2.2. Research Procedures
The research process began with a pilot study conducted at a high school, involving 100 9th-grade students. The students were divided into a control group using traditional teaching methods and an experimental group using the new stratified cognitive apprenticeship model teaching module (SCTM). The pilot study helped refine the research methods and ensured the validity and reliability of the data.
The formal study involved 150 students, divided into three groups: CI, CAM, and SCTM. The data collection procedure lasted 11 weeks. Initially, a pre-test was administered, followed by an eight-week teaching experiment, and concluded with a post-test and a delayed post-test after two weeks to measure immediate and long-term learning outcomes.
An analysis of covariance (ANCOVA) was employed to control for pre-test differences and assess the effectiveness of the interventions on the post-test and delayed post-test scores.
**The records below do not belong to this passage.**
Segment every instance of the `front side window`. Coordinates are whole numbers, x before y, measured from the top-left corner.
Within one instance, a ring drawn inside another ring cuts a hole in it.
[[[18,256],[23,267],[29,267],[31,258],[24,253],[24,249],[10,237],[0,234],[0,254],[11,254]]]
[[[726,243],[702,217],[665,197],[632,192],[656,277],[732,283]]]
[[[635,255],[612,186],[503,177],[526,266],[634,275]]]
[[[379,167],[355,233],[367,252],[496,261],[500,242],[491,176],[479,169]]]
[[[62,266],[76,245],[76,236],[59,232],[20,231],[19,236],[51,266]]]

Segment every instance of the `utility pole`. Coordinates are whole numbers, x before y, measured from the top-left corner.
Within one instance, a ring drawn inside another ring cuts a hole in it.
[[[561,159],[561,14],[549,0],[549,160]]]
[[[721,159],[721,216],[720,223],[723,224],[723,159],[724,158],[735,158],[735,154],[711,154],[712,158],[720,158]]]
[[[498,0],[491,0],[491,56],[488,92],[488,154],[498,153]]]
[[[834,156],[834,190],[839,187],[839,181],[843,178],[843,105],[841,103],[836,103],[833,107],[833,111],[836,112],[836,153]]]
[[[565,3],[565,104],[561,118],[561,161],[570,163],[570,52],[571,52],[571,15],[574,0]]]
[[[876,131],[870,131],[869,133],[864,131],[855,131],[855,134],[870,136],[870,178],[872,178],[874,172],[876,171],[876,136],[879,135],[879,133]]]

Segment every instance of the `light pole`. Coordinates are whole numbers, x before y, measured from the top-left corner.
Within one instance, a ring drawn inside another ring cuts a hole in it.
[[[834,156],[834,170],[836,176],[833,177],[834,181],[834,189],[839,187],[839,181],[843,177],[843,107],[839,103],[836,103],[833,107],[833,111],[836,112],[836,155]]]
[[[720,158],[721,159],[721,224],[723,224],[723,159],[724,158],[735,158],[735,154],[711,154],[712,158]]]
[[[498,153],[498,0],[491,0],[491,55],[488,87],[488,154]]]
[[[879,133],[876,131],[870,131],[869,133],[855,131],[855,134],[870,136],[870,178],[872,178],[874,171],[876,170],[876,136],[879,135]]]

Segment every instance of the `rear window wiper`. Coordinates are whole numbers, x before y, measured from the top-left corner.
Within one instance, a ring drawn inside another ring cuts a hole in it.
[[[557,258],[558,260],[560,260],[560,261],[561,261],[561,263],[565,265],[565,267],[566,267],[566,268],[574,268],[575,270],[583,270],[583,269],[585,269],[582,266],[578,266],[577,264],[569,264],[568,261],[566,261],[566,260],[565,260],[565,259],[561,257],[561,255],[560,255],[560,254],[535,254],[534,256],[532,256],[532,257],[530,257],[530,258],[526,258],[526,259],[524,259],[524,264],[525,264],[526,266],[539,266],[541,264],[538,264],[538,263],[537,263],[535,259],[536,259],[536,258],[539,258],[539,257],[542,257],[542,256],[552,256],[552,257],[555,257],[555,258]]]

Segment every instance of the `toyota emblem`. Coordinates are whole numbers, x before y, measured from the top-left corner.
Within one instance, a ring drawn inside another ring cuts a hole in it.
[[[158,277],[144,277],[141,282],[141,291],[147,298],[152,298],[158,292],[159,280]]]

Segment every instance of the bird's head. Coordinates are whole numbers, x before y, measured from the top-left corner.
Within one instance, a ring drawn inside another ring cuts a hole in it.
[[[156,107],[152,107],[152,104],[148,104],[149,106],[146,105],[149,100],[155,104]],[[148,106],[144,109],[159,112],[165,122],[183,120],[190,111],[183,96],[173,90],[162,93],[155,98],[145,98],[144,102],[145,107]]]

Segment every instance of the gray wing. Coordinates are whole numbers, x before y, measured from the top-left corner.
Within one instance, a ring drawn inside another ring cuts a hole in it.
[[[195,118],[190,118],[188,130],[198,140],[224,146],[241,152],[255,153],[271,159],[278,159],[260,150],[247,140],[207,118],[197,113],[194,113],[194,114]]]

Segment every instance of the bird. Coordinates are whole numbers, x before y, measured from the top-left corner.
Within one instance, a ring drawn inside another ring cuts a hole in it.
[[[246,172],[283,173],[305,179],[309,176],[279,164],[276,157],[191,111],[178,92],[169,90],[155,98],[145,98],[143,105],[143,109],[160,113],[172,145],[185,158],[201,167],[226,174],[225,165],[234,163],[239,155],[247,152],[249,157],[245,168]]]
This approach allowed for comparing the adjusted means of mathematics performance across the three instructional strategies, distinguishing between their short-term effectiveness and long-term impact.
To understand both the immediate and long-term impacts of the instructional strategies, two types of tests were used: post-tests to measure immediate learning outcomes and delayed post-tests to assess the retention of knowledge over time. This dual approach helps in distinguishing between the short-term effectiveness and the lasting impact of the interventions on students’ mathematics performance.